Jan 23, 2020 | Commentaires fermés sur Acteurs ! conçu par Däper Dutto à la Commune – CDN d’Aubervilliers

 

© Willy Wainqueur

 

 

ƒƒƒ article de Nicolas Thevenot

Relisant les notes que j’avais écrites avant même que ne débute Acteurs !, je ne peux m’empêcher de penser que nos premières impressions sont souvent nos plus justes intuitions. Ce que Däper Dutto ne renierait probablement pas.

Une salle aux dimensions du réel. Voilà ce qui m’était immédiatement apparu. Propice à rendre visible ce qu’il nous faut voir sur « la scène redoublée du monde ».

Cette autre salle de la Commune, au plateau immense et large, de plain-pied avec les gradins, aux murs blanchis couronnés d’une coursive, ne m’était pourtant pas inconnue, puisque s’y était donné ce puissant mélodrame du réel, Vêtir ceux qui sont nus de Pirandello, dans la mise en scène de Marie-José Malis. Spectacle qui travaillait déjà, à sa façon, l’une des problématiques essentielles d’Acteurs ! : le dévoilement du réel provoqué par la capacité de l’acteur à fracturer la fiction dans le temps réel de la représentation, produisant ces épiphanies existentielles.

Il y eut aussi dans le parcours de cette troupe ce Dom Juan révolutionnaire parce qu’enfin pris au sérieux, s’affranchissant de la morale, toute de constructions sociales et idéologiques, nous faisant enfin entendre la vérité radicale de Dom Juan. Et encore plus lointain, manifeste théâtral et poétique, Hypérion déployant le poème comme une mer profonde, soulevant l’âme du spectateur dans le ressac émotif de celle de l’acteur. L’acteur : cheville ouvrière des noces de l’intelligence et de l’émoi.
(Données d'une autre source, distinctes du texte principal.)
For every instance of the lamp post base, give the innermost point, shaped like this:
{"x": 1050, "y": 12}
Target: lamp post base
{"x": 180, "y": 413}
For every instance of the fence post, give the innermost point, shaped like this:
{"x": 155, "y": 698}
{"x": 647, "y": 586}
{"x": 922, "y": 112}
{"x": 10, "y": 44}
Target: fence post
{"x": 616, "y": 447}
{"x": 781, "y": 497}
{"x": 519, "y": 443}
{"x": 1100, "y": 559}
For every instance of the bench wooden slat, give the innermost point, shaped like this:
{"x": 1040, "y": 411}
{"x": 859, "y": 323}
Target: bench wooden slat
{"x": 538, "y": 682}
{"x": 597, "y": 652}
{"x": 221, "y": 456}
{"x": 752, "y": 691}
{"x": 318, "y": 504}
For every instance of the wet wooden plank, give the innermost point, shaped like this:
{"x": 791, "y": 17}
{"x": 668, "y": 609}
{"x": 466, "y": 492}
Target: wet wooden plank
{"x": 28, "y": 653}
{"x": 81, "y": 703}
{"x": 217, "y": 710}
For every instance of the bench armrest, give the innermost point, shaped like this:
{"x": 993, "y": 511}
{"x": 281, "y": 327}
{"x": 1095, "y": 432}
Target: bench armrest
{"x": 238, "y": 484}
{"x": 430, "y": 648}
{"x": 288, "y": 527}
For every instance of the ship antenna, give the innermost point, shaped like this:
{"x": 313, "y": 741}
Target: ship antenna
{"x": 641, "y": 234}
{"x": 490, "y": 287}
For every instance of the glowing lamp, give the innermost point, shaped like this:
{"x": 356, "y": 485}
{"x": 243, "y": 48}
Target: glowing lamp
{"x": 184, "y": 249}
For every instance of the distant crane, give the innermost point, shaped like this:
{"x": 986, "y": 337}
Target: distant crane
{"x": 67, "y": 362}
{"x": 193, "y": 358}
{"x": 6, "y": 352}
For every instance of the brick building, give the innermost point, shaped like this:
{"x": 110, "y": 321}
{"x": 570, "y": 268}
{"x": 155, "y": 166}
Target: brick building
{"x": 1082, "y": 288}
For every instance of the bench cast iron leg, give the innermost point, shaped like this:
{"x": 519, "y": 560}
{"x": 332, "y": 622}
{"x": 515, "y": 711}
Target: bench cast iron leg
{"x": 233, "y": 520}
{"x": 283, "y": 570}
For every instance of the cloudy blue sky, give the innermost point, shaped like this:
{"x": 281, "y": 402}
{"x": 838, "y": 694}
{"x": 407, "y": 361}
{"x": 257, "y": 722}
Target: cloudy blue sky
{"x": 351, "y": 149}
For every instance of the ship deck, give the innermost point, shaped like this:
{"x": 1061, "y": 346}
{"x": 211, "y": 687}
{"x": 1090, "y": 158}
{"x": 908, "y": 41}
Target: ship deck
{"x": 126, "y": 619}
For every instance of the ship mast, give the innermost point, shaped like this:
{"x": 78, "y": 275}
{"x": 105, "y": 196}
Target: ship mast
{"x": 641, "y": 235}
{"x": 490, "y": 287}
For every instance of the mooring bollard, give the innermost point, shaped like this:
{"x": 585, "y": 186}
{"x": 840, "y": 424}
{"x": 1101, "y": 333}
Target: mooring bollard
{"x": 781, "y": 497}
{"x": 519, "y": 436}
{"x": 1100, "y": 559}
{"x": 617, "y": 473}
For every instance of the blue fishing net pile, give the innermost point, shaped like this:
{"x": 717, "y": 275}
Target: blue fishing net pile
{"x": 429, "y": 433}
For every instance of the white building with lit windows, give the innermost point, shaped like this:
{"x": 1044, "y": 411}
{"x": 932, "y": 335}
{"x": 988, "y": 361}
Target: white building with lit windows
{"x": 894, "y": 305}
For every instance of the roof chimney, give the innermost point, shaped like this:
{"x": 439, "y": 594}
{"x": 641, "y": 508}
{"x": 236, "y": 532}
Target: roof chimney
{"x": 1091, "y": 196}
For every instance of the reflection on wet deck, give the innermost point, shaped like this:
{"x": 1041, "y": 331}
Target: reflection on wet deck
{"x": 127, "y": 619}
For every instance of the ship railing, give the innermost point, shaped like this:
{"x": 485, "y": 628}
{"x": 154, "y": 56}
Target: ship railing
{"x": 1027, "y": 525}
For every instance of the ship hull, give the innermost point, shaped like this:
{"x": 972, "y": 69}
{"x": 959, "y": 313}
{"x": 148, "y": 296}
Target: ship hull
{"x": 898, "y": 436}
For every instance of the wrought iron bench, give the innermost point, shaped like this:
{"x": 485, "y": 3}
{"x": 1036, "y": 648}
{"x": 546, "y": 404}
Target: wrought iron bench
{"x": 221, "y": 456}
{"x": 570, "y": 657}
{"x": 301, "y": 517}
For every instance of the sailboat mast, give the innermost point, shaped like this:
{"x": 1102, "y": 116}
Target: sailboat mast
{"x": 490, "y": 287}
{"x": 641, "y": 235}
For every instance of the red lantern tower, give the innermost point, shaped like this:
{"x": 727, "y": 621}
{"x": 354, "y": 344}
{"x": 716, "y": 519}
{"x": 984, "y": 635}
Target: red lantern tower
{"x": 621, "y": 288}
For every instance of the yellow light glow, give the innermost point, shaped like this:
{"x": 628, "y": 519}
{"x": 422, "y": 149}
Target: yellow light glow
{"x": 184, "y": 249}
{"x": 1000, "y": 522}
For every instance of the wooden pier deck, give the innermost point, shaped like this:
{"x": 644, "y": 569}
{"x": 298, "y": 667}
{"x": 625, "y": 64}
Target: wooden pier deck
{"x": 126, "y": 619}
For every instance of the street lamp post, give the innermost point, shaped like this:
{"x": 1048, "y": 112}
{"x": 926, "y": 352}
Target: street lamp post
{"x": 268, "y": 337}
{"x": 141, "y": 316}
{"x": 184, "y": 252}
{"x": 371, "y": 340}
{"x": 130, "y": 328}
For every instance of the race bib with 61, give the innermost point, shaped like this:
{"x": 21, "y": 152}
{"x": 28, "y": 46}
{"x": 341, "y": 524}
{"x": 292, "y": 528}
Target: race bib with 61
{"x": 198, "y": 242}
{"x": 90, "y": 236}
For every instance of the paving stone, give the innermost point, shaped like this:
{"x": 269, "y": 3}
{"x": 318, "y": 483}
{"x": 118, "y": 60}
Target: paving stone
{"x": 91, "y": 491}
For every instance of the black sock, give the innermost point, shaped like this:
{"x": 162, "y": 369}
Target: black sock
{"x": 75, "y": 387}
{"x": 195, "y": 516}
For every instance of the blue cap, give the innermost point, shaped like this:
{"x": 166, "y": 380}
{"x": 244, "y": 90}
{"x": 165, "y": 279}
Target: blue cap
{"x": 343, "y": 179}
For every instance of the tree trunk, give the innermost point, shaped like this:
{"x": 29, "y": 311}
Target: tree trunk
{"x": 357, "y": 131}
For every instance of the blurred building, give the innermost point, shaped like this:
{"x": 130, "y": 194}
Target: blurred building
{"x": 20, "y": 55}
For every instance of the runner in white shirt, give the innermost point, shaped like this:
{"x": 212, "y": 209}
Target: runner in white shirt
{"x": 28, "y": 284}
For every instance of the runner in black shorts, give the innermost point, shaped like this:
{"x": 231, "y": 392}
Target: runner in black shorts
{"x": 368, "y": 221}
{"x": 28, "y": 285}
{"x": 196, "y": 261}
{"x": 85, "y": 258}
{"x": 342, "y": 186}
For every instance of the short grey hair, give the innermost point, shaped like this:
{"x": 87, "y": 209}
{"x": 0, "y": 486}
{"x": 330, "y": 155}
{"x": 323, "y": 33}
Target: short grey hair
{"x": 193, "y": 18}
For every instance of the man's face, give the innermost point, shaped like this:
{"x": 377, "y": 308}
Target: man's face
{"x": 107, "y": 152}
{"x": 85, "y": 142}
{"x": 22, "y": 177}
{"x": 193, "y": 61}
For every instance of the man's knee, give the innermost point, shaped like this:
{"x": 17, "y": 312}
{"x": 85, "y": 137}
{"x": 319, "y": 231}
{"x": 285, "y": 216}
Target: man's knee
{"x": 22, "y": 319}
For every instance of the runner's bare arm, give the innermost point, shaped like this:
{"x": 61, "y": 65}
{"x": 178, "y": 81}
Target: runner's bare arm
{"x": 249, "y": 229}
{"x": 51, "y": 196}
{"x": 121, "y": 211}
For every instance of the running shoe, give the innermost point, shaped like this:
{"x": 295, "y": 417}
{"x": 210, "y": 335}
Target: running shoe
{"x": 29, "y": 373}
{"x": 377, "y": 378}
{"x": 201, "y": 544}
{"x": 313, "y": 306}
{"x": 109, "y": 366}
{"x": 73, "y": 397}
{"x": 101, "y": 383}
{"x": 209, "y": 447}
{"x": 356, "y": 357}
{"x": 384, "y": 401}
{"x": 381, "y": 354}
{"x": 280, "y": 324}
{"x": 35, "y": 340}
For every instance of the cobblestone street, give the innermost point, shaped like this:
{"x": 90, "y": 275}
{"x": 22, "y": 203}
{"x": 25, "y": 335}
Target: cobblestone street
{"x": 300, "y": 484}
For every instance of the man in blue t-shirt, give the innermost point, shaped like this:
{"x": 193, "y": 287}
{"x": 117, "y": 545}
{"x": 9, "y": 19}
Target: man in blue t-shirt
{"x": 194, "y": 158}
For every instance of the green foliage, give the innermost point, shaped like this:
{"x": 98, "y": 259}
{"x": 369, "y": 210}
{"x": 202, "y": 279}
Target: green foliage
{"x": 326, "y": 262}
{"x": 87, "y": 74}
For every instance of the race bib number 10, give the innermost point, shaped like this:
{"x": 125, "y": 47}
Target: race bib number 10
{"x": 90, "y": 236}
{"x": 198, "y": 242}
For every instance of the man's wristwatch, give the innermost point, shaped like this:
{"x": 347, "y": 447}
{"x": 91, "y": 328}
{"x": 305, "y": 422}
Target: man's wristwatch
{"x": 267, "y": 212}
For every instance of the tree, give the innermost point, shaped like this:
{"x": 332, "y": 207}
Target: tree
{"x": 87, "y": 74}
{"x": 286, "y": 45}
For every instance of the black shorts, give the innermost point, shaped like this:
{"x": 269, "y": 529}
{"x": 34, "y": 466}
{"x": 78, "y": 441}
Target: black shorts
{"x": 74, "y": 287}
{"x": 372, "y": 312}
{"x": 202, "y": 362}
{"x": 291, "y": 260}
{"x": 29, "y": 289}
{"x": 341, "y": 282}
Autant d’entreprises risquées, portées à bras le cœur par une troupe d’acteurs que l’on a appris à connaître, que l’on a aimé retrouver au fil des saisons. Autant de projets où l’acteur occupait déjà une place essentielle, rare, plaçant Acteurs ! comme le juste aboutissement de cette généalogie.

Acteurs ! est donc un chantier de recherche où le metteur en scène signerait son absence. Acteurs ! use d’outils théoriques et d’expérimentations, développe un protocole (le protocole Däper Dutto), dont le spectateur valide en dernier ressort, pour lui-même ou pour le public dans le cadre de l’échange inséré au sein du spectacle, le processus. S’appuyant sur les séminaires de Lacan, les acteurs déroulent dans un premier temps la pelote théorique du psychanalyste, le fil de la pensée dérivant de l’un à l’autre. Assez vite on comprendra que ce qui est ici proposé, c’est de mettre en perspective le jeu de l’acteur, ce qui le fonde, ce qui l’anime, ce qui le construit, avec ce je tel qu’il est analysé par Lacan sur la scène du réel.

Dans un second temps (qui ne coïncide pas avec le découpage en deux parties du spectacle), s’inviteront Sophocle, Molière, Walser, Tchekhov, Shakespeare, Kleist, Pirandello, Euripide et Eschyle. Les scènes choisies par les acteurs, le plus souvent des monologues, nous donneront à voir et à sentir, dans l’épaisseur du temps, comment il est possible que cela – le théâtre – advienne, se mette à exister. Comment cela peut aussi peiner à exister. Performance dans le nu du plateau, en l’absence de tout fil narratif. Exercice d’équilibriste ! L’énonciation de la figure théâtrale dans l’énonciation de soi ou vis-versa.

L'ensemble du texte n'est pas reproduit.